My uncertainty about the best way to approach today is causing me to doubt the decisions I’ve made; what if I look at my decisions from a more confident perspective?  What would that look like?  First, let me think about what is my responsibility and what isn’t my responsibility.  My responsibility is to create a good environment for learning, including assigning readings and asking questions that promote deeper thinking on a topic.  Hey, I’ve done this!  I have a good reflective writing assignment designed to help students focus on the ways they might apply the readings to their own professional development.  My responsibility isn’t to adjust the class for those students who haven’t finished their written comps.  Sometimes I get sucked into thinking I need to resolve other people’s issues (or what I imagine to be their issues).  As I write this, though, I’m reminded that this isn’t actually my job.  I do want to be sensitive to students’ time constraints, but, really, well, I can still lead a good class session and keep in mind that it’s the students’ responsibility to manage their time so they can complete their written comps as well as stay engaged with their class work.  Ah-ha!  I just let myself off the hook for having to take care of the world!

As I think about Thursday-before-written-comps-and-Spring-Break-2014, I think I would likely do something similar to today.  I would probably scratch the small group discussion to be sure I give enough time for the reflective writing  (students asked for 15 more minutes today) and I would set aside time for the doctoral seminar (assuming there will be doc students in the class).  I might try to find a short movie or I would focus on developing our “end of class” celebration ritual – working on this would be engaging, creative, collaborative, and fun as we wind up before the mid-point in the semester.

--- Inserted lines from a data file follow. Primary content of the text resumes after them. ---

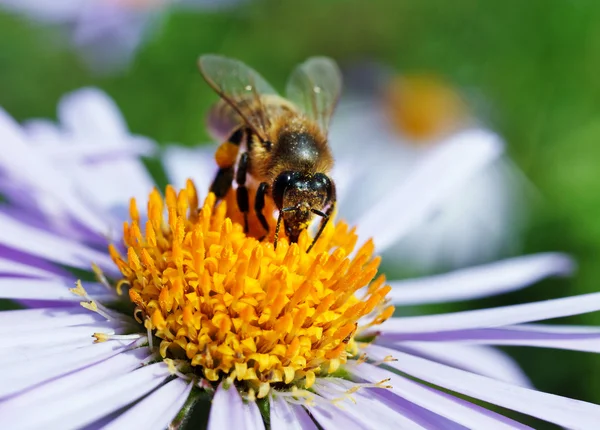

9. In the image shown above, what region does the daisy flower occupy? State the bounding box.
[330,71,529,271]
[0,90,600,429]
[0,0,243,73]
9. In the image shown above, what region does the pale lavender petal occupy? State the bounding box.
[70,157,155,223]
[0,212,114,270]
[306,405,372,430]
[0,307,104,336]
[0,321,123,352]
[58,88,129,140]
[0,348,150,416]
[394,342,532,388]
[0,244,71,278]
[378,293,600,334]
[366,345,600,428]
[356,130,503,253]
[0,257,62,278]
[208,382,265,430]
[387,253,575,305]
[313,378,423,430]
[350,364,529,429]
[377,324,600,352]
[103,378,193,430]
[269,396,317,430]
[161,145,217,196]
[2,363,170,428]
[0,277,116,302]
[0,336,134,398]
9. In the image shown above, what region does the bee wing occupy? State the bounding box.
[198,55,277,141]
[286,57,342,132]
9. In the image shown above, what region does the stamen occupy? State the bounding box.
[108,181,393,400]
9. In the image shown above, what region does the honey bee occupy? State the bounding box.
[199,55,342,251]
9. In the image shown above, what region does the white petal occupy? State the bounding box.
[0,337,132,398]
[103,378,193,430]
[269,396,317,430]
[58,88,129,139]
[70,157,154,222]
[395,342,532,388]
[0,212,115,272]
[351,364,528,429]
[366,346,600,428]
[388,253,575,305]
[357,130,502,253]
[314,378,424,430]
[0,306,104,335]
[0,277,115,302]
[208,382,265,430]
[161,145,217,197]
[377,293,600,334]
[3,363,170,429]
[0,109,108,233]
[0,321,123,352]
[0,348,150,416]
[0,257,57,278]
[306,404,372,430]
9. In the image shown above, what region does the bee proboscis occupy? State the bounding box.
[199,55,341,251]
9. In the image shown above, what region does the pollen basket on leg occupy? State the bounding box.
[110,182,390,396]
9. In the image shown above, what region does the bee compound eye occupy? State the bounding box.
[311,173,333,200]
[273,172,299,209]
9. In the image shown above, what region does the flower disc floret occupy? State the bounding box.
[110,181,393,397]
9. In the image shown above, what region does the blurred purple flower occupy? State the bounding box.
[0,0,244,73]
[0,90,600,430]
[330,68,532,271]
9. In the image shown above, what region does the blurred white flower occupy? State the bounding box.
[0,90,600,430]
[330,72,529,271]
[0,0,244,73]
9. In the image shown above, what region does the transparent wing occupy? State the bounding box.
[198,55,277,140]
[286,57,342,132]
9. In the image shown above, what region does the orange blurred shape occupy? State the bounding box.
[385,74,467,142]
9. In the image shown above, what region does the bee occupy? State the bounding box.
[198,55,342,251]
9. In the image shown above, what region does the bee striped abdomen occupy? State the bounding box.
[210,127,244,198]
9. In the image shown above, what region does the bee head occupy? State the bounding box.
[273,171,333,242]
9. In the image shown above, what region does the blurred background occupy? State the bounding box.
[0,0,600,428]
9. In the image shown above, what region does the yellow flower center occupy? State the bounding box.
[110,181,394,397]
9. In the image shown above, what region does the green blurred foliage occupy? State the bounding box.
[0,0,600,424]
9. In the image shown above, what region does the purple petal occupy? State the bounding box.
[356,130,502,253]
[351,364,529,429]
[0,348,150,415]
[208,382,265,430]
[394,342,532,388]
[0,212,114,270]
[0,334,135,398]
[378,293,600,335]
[161,145,216,196]
[388,253,575,305]
[306,404,372,430]
[314,378,434,429]
[269,396,317,430]
[0,307,104,336]
[103,378,193,430]
[2,363,170,428]
[0,277,116,302]
[366,345,600,428]
[377,324,600,352]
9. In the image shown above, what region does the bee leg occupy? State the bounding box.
[254,182,269,240]
[273,210,283,249]
[235,152,250,233]
[306,191,336,253]
[210,128,244,200]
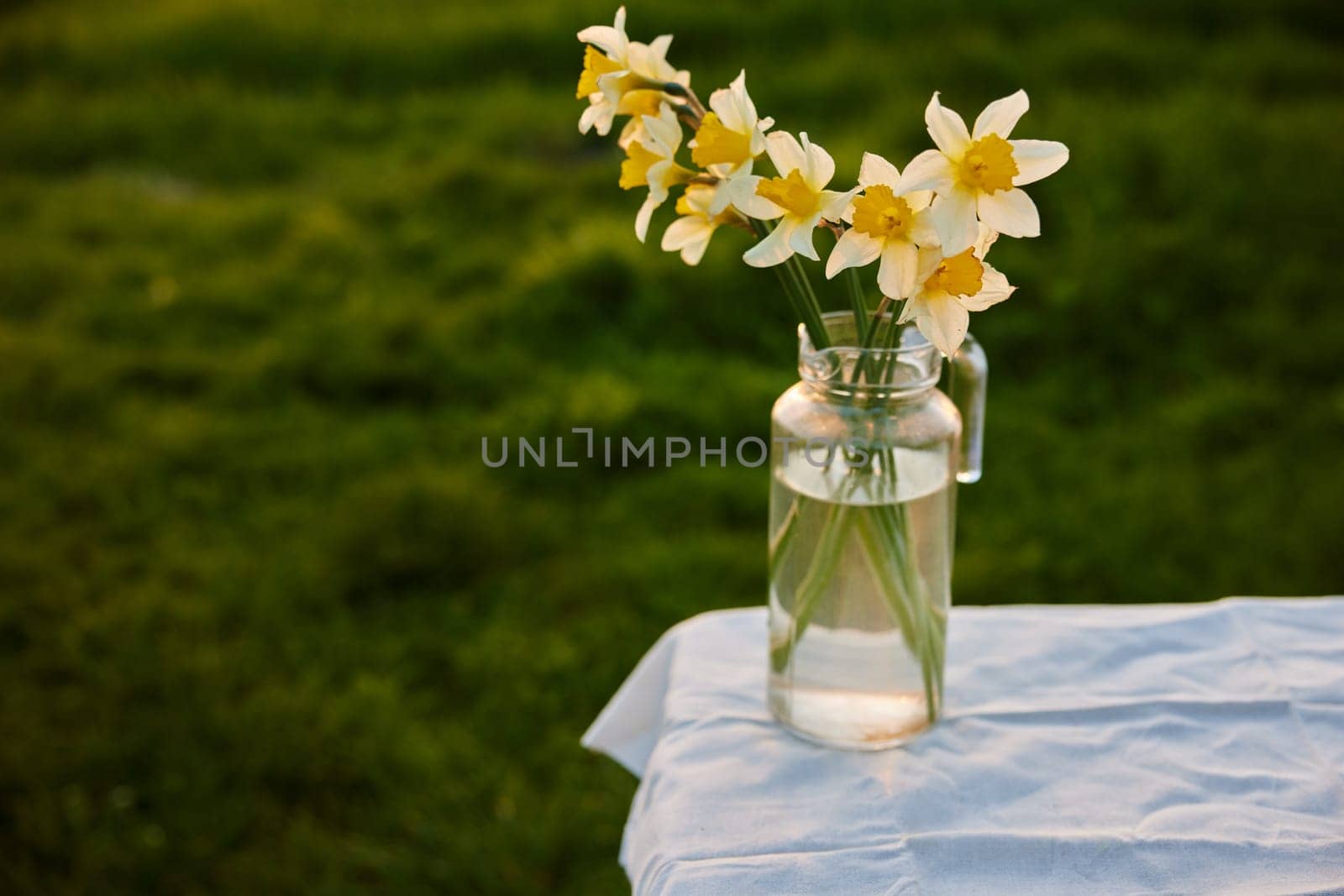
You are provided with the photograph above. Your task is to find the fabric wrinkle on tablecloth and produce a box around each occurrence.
[583,598,1344,894]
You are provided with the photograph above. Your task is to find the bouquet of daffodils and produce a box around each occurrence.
[578,8,1068,744]
[578,7,1068,358]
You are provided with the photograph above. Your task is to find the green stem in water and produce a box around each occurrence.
[770,504,855,672]
[844,267,876,345]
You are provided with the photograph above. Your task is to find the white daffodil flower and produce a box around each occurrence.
[576,7,690,148]
[827,152,938,298]
[898,224,1017,358]
[730,130,858,267]
[898,90,1068,254]
[690,70,774,215]
[663,184,746,267]
[620,106,695,244]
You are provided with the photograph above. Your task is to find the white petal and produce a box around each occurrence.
[972,90,1028,139]
[827,228,882,280]
[858,152,900,186]
[925,90,970,159]
[789,212,822,262]
[929,186,979,257]
[894,149,956,196]
[661,215,714,253]
[640,105,681,159]
[916,293,970,358]
[1008,139,1068,186]
[709,180,731,217]
[876,240,919,298]
[822,186,858,220]
[728,175,784,220]
[684,181,727,217]
[710,70,755,134]
[910,208,941,248]
[742,219,795,267]
[961,265,1017,312]
[764,130,808,177]
[578,25,627,59]
[902,190,932,211]
[978,186,1040,238]
[972,222,999,260]
[625,34,677,81]
[634,196,661,244]
[645,159,672,206]
[916,246,942,284]
[801,132,836,190]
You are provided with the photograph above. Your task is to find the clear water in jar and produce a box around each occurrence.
[769,448,956,750]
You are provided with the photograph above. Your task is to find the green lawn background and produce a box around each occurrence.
[0,0,1344,893]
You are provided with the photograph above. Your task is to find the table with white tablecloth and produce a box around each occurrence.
[583,598,1344,896]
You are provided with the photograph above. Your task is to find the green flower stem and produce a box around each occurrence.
[837,265,878,345]
[770,504,855,672]
[751,217,831,349]
[769,495,804,582]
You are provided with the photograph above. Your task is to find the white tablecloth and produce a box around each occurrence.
[583,598,1344,896]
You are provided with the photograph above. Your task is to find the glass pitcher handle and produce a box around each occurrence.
[948,333,990,482]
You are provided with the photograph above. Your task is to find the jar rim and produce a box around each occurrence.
[798,312,942,398]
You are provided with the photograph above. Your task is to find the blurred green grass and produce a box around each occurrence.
[0,0,1344,893]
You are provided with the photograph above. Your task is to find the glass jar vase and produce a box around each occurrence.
[768,312,986,750]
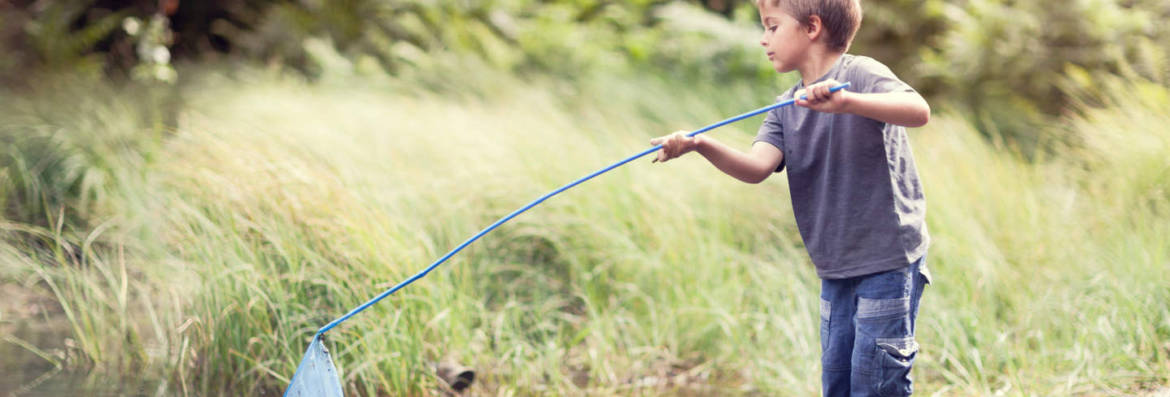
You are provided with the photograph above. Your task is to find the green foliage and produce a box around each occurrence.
[0,60,1170,395]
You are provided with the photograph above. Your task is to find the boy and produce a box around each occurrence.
[651,0,930,396]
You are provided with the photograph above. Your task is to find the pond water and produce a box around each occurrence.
[0,285,162,397]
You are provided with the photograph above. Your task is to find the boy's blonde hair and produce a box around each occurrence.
[756,0,861,53]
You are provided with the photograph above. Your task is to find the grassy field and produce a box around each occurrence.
[0,60,1170,396]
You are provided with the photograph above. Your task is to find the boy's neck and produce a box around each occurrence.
[797,46,845,87]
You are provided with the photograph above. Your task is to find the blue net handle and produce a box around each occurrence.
[317,82,849,336]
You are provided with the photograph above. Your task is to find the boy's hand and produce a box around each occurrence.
[651,131,698,163]
[796,78,852,114]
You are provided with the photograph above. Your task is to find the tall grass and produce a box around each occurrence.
[2,63,1170,395]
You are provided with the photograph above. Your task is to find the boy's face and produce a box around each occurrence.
[759,2,812,73]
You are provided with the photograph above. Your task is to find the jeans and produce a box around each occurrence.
[820,255,930,397]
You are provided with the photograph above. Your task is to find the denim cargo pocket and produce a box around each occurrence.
[820,297,833,356]
[875,336,918,396]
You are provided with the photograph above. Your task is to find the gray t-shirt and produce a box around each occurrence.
[756,54,930,279]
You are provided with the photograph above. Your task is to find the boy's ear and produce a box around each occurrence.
[804,14,825,41]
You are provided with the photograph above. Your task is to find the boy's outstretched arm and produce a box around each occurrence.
[796,78,930,128]
[651,131,784,184]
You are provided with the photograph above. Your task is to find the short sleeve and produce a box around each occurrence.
[752,109,785,172]
[849,56,914,94]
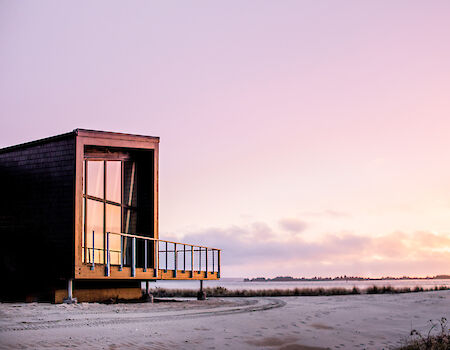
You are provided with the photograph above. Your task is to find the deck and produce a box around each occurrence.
[75,231,221,280]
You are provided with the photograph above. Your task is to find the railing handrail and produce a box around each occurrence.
[107,231,222,250]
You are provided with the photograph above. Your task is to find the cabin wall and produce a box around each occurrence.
[0,135,75,297]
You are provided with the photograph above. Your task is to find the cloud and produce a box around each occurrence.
[172,224,450,277]
[301,209,351,218]
[278,218,308,234]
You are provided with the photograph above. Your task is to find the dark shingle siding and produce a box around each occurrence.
[0,135,75,288]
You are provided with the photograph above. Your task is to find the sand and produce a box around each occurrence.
[0,291,450,350]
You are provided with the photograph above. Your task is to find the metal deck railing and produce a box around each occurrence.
[82,231,221,278]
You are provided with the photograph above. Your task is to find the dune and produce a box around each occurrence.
[0,291,450,350]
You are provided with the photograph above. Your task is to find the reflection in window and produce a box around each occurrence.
[123,162,137,207]
[123,209,137,233]
[82,160,137,265]
[86,199,104,263]
[106,161,122,203]
[106,204,122,264]
[87,160,103,198]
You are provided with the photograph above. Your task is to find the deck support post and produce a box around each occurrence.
[143,240,148,272]
[191,245,194,278]
[153,240,159,278]
[142,281,153,303]
[105,232,111,277]
[63,278,77,304]
[119,235,124,271]
[197,280,206,300]
[91,230,95,271]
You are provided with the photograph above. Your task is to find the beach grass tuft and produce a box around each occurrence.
[398,317,450,350]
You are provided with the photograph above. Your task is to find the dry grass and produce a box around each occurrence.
[151,286,450,297]
[398,317,450,350]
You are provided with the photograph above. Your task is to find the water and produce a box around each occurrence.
[145,278,450,290]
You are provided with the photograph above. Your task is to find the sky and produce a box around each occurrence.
[0,0,450,277]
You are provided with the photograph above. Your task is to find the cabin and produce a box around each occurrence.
[0,129,220,302]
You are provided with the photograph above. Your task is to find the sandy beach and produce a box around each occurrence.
[0,291,450,350]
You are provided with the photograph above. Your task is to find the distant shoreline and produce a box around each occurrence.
[244,275,450,282]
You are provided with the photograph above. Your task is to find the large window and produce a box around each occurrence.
[82,159,137,265]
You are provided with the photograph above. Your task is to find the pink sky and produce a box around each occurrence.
[0,0,450,277]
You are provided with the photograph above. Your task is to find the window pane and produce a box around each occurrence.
[86,199,103,263]
[106,204,122,265]
[123,161,136,207]
[123,209,138,234]
[106,161,122,203]
[87,160,103,198]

What I ended up doing that day:  The written reflection exercise, talking with the master’s students about the deadline & asking for suggestions for next year, and then meeting with the doc students.  I think this overall session turned out well:  Bringing students together for an in-class writing assignment gave students time to focus on their reading and stay engaged with the class materials; working with the doc students gave me an opportunity to meet with them in a small group seminar to discuss the materials.  I would probably do something like this again in Spring 2014. I will also check with colleagues to see how they have handled this dilemma in order to identify strategies that allow me to support student learning in our class while understanding the very real pressures of the master’s written comps.